Il se tenait derrière moi. Il m’a souri. Il m’a souri. Il m’a souri. Il m’a souri. Il tenait un livre à la main. Il portait un jean et un tee-shirt un peu trop grand.
– Bonjour, je viens faire la lecture à ma grand-mère, je voulais vous saluer avant.
C’est confirmé : quand je le vois, j’ai tout qui fout le camp.
Il a un sourire d’une infinie douceur. Sa peau est claire et ses mains ressemblent à celles d’une fille, fines et gracieuses. Face à lui, moi, Justine, je n’existe pas. Je suis normale. Terrienne. Rougissante. Et trop lucide pour imaginer qu’un homme comme lui puisse me voir autrement que comme la fille qui écoute sa grand-mère lui parler de la mer.
– Bonjour, j’ai répondu, c’est gentil, et bonne lecture.
Et je lui ai très vite tourné le dos. J’ai fait semblant de chercher une tourterelle avec le magicien. J’ai à nouveau senti son regard, derrière moi, insistant. Que voulait-il ? Me brûler la nuque comme le fait le soleil derrière la baie vitrée du dernier étage ?
Après le spectacle, je suis montée chez Hélène. J’ai frappé. Il était toujours là, son livre ouvert dans les mains. Il lisait à voix haute :
– Le matin, ils se retrouvaient dans la salle du petit-déjeuner car le premier levé mangeait lentement pour laisser à l’autre le temps d’arriver et tous les jours, grand-mère redoutait que le Rescapé fût parti sans l’avertir, ou bien qu’il fût lassé de sa compagnie et qu’il changeât de table et passât devant elle en la saluant froidement, comme tous ces hommes du mercredi, des années plus tôt…
Sa voix, belle, fluette et forte à la fois. Comme des doigts sur les touches d’un piano, qui passent des graves aux aigus. Enfin je dis ça, mais je n’y connais pas grand-chose en piano. Et encore moins en spécimens extraterrestres comme lui. À part mon frère. Mais c’est mon frère. Je n’ai pas peur de lui ébouriffer les cheveux.
Il m’a vue, il a aussitôt arrêté de lire.
– C’est quoi ce que vous lui lisez ? j’ai demandé à mes pieds.

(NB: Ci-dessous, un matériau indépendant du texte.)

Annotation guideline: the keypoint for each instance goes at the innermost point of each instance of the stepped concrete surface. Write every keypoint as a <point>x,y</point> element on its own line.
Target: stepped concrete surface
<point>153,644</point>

– Mal de pierres, il a répondu.
Je n’ai pas osé lui dire qu’elle l’avait déjà lu. Enfin, que Rose lui avait déjà lu. J’ai levé la tête en direction d’Hélène. Je l’ai vue sourire depuis sa plage. J’ai répondu aux murs :
– Ça a l’air de lui plaire.
Il a hoché la tête. Enfin je crois.
Je suis partie, en silence. Parce que je n’existe pas quand il est là. Ensuite, je ne l’ai pas revu. J’ai jeté un coup d’œil sur le toit, la mouette était à sa place et semblait dormir. Il a laissé Mal de pierres sur la table de nuit, entre Janet Gaynor et Lucien, avec mon prénom dessus écrit au stylo plume. Il a une belle écriture. Je n’avais jamais vu « Justine » aussi bien écrit.
« Pour Justine ».
Il avait signé, « Roman ».
Il s’appelle Roman. Ça ne s’invente pas.
Il est 21 heures. J’ai des courbatures partout. Monsieur Vaillant m’a demandé de lui masser les mains. Ce soir, j’ai répondu. Ensuite, j’irai m’occuper de celles d’Hélène. J’aime bien monsieur Vaillant. Ça ne fait pas très longtemps qu’il est parmi nous. Il n’est pas heureux ici. Sa maison lui manque, bien plus que sa femme. C’est ce qu’il me dit tous les jours. Après monsieur Vaillant et Hélène, j’irai éteindre les télés de ceux qui se sont endormis.
Puis, moi aussi, je relirai Mal de pierres avant d’écrire sur le cahier bleu, que je n’ai pas touché depuis des semaines à cause de la canicule.